I’m not sure, but I couldn’t help but start thinking about search engines aspiring to be digg, while reading through the patent, with the ability to bury pages that searchers don’t like.
I also found it interesting that a monetization analysis would be involved in this process. I understand that commercial results could be considered to be more likely to be spammed. Is there anything else going on there, though? I don’t know
Hopefully the engines use spam reports as an indicator that a page needs checking.
While it can be fed through an automated system, I would be disappointed if it was relied on totally. It should produce ‘yes’, ‘no’ and ‘don’t know’ results, which should be fed back to a human
I think human systems need to remain at the core of spam fighting – a person can recognise spam easily, the algorithms to follow it are probably impossible (n-hard problem space), beyond recognising some patterns.

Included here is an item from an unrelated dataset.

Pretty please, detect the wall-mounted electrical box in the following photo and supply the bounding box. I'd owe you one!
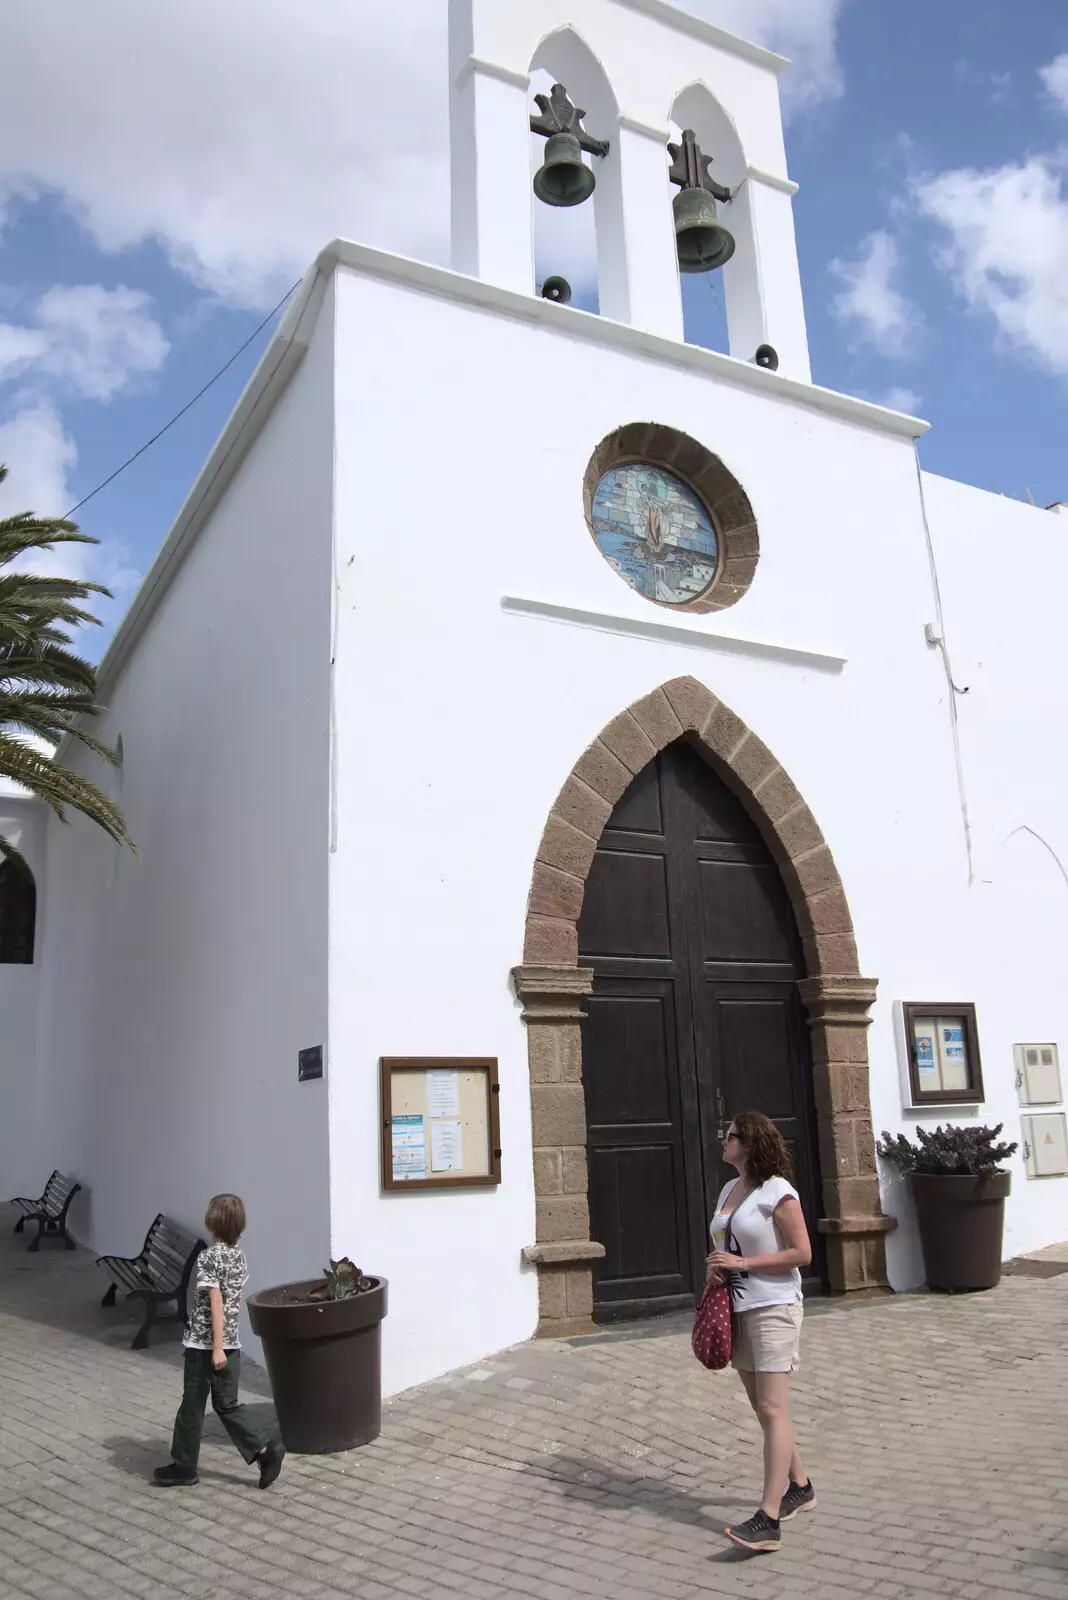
[1014,1044,1062,1106]
[1021,1113,1068,1179]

(This post doesn’t seem to be going through – the spam catcher is wrongly reporting my arithmetic is incorrect!)
Hi Avril,
I’d like to think that there was a human guided decision being made, but I’m not sure that the processes described in this patent application anticipate a person reviewing all spam reports.
Maybe it does, but it’s difficult to tell.
For instance, if a search engine were to put “feedback” links next to every document returned in response to a search query, would they start getting so many spam reports that it would be difficult to read through them all? I hope not.
I imagine some of those would be filtered out as spam themselves. And, as we’ve seen with your difficulty with my spam filtering, that can sometimes cause problems, too.
Thanks.
Hi Bill,
Here is a question that I have been pondering: how much does weight the SE results from Yahoo in their own system of algorithms? I’m assuming the search engines are very sensitive to one another, sort of like the foreign exchange market is to different currencies. Maybe this is why dissolving the PR metric – which spam-mongerers obsess over – is so complicated?
I think what I’m trying to say is: maybe Google is using these smoke and mirror spam reporting tools as a counterbalance against Yahoo and other engines that still rely on PR. With the exception of MSN; who know’s how long the other search engines will stay SEO colour blind for? They probably need some discretionary power to put slack in how much they monetize spam – sort of like the FED with interest rates.
Victor
PS: It is times like this that I really wish I knew where the industry experts in Black-hat SEO exchanged knowledge and ideas
Hi Victor,
I’m not quite sure what you’re asking. I do know that each of the search engines can view and monitor search results from the other search engines. I don’t know if they even attempt to try to figure out how each other received the results that they do.
There has been some sharing amongst the major commercial search engines in the Adversarial Information Retreival (AIRWeb) workshops, as to methods used to identify Web spam.
As for the monetization aspect, I would guess that there could be a number of factors to look at to prioritize where their efforts should go in fighting spam. It’s possibily more likely that seach spam will be found more often for searches where the cost of advertising is highest – is that a good assumption to make?